Témoignage de Sophie, pratiquante de longue date de Taïchi Chuan, 4ème Duan, enseignante de Taïchi Chuan à Paris.
Il fallait s’y attendre, le temps allait s’arrêter. Au départ de Paris, l’horloge de la gare saint Lazare m’en avait alertée. « Ici, il n’y a pas d’autre aiguille que toi. Toi pour identifier où tu es. Tiens-toi prête pour l’instant présent ».
Le train, la traversée de l’Orne, et 10 mn à pied plus loin, je trouve la porte du dojo. A peine franchie, je découvre un écrin pour la lumière. Tout de bois et d’invitations à la pratique. Chaque objet est posé de façon à nous rappeler à notre responsabilité : celle de s’ouvrir pour apprendre.
Ici, place à l’essentiel. Le reste peut attendre au vestiaire. Chaque plante, livre ou photo agissent comme les parties d’un tamis : laissons à la surface l’agitation, gardons le sourd et le profond.
Le stage commence, chacun se place.
Respirations, inspiration. Ecoute de soi et présence à l’instant. Abandon et concentration.
Les débutants ont de quoi faire leurs premiers pas. Les plus aguerris, de quoi explorer « chaque jour comme un nouveau pas », « chaque pas comme le premier ».
Toute la journée, il sera question des fondamentaux, que chacun prendra ou reprendra à son niveau.
Les exercices alternent et se complexifient imperceptiblement : trouver son axe, placer la structure, chasser les tensions.
Régulièrement, nous sommes invités à écouter la trace du mouvement dans l’immobilité, pour en sentir les bienfaits. Ancrer, mémoriser. Garder le sans effort (et le plaisir qu’il procure) dans les mouvements, puis dans les exercices à deux.
Les temps en cercle, à écouter et questionner, s’intercalent avec les temps de pratique. Les feuilles de papier se couvrent de signes chinois, d’explications anatomiques, biomécaniques ou énergétiques. Chacun prend des notes, et reprend, dans sa pratique, les propositions d’exploration.
Le cadre est posé, sans être pesant.
La pratique à deux, c’est continuer à pratiquer en écoutant son centre, grâce à l’autre. Vérifier sa structure, grâce à la poussée de l’autre.
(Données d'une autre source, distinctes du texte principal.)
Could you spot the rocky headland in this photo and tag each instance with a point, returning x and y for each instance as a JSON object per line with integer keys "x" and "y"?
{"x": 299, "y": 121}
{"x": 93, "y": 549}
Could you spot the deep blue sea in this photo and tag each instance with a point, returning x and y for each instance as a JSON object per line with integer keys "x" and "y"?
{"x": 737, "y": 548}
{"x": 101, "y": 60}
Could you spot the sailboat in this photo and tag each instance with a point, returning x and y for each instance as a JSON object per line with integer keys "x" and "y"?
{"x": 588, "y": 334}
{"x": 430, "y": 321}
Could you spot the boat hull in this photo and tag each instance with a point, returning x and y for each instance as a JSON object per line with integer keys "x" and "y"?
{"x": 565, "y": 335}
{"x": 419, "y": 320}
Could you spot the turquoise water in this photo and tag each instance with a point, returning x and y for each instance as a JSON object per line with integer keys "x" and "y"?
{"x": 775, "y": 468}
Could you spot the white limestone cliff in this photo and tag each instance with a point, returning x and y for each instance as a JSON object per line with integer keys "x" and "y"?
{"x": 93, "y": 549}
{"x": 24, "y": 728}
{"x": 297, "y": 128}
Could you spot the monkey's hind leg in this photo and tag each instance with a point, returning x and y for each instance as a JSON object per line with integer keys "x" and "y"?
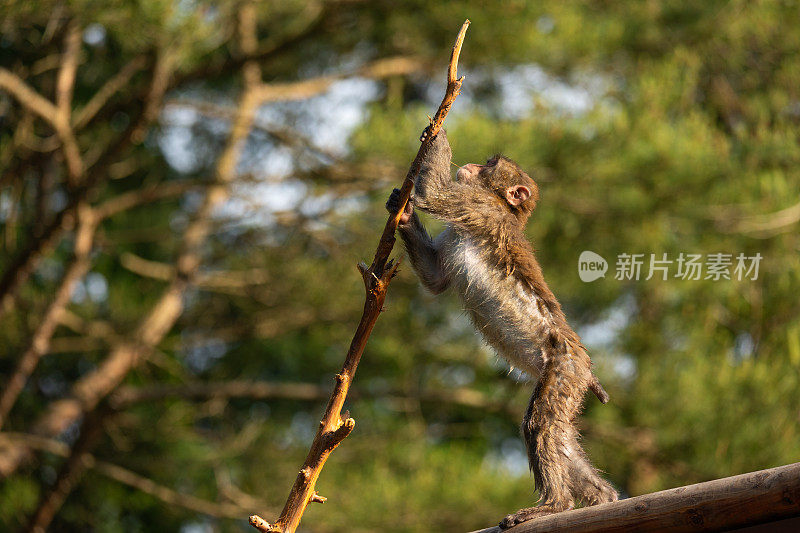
{"x": 547, "y": 429}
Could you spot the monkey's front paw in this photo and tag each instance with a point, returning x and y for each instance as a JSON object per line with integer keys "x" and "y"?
{"x": 393, "y": 204}
{"x": 523, "y": 515}
{"x": 425, "y": 133}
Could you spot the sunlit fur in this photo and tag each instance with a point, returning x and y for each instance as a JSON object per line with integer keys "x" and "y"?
{"x": 484, "y": 256}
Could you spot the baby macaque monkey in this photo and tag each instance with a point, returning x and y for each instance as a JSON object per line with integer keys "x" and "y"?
{"x": 484, "y": 255}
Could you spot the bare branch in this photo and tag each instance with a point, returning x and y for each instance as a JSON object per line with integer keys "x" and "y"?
{"x": 724, "y": 504}
{"x": 301, "y": 90}
{"x": 333, "y": 428}
{"x": 138, "y": 197}
{"x": 28, "y": 97}
{"x": 40, "y": 342}
{"x": 66, "y": 76}
{"x": 102, "y": 96}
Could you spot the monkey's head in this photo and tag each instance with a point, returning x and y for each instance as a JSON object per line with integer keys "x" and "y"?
{"x": 517, "y": 191}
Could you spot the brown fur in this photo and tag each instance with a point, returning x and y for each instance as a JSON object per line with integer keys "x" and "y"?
{"x": 484, "y": 255}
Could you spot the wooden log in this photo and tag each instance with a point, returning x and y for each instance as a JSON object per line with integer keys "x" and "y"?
{"x": 718, "y": 505}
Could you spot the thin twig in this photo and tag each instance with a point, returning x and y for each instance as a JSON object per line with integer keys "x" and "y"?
{"x": 334, "y": 426}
Mouvements pendulaires, étirements spiralés, depuis notre centre, les mouvements prennent racine et s’amplifient.
Souvent, il faut faire moins. Moins de mouvements. Moins d’efforts surtout. Chasser les tensions.
C’est dans le mouvement, c’est avec le mouvement, que l’on trouve le centre, le point d’ancrage et l’immobile.
Le corps reconnaît le bon placement, la juste ondulation, la spirale naturelle, en laissant s’exprimer une pure vitalité.
Le mouvement n’est pas une dispersion de l’immobile. C’est l’amplification de sa dynamique. Il en est l’une des expressions.
Le corps a reconnu la juste sensation : le sourire affleure.
Le « sans effort » demande de l’entraînement. Le « sans effort » procure du ravissement.
Les exercices, de simples contacts au début, se complexifient. Peut-on garder le même relâchement avec plus de vitesse et d’énergie ? la même qualité d’alignement, de placement des épaules, du bassin ?
A qui aurait oublié qu’il s’agit d’un art martial, à qui oublierait que ce qui fait du bien contient les ingrédients de ce qui est efficace dans un contexte plus confrontant, il suffira d’ouvrir grand les yeux pour essayer de comprendre ce qu’il se passe lorsque, comme dans les classiques, sous vos yeux, « une once soulève une tonne ». Rebonds, projections, les murs en tremblent…. dans le sourire et la fluidité.
Nous passons naturellement des exercices en solo aux exercices à deux, et inversement. Avec les partenaires, nous cherchons à percevoir « le sol dans la main », l’élasticité que le non-effort donne au corps relié. Traquer ce qui trouble, perturbe et affaibli dans le contact à soi, à l’autre, au sol, à notre racine, à notre essence : les tensions, l’inattention.
Je suis venue pour apprendre. Mais ici, apprendre n’est pas prendre. C’est enlever. Enlever le superflu.
C’est en ressortant de la journée de stage que l’on mesure le chemin parcouru. La qualité d’état d‘être atteinte. Quant à la progression technique, point d’illusion. Il faudra de la pratique. Déclics et pratique.
Au retour, chaque pas est le mouvement du balancier. Le centre est bien installé, prêt à battre les pavés de la capitale.
Sous l’horloge de la gare Saint Lazare, le temps s’est arrêté, mais la pratique continue.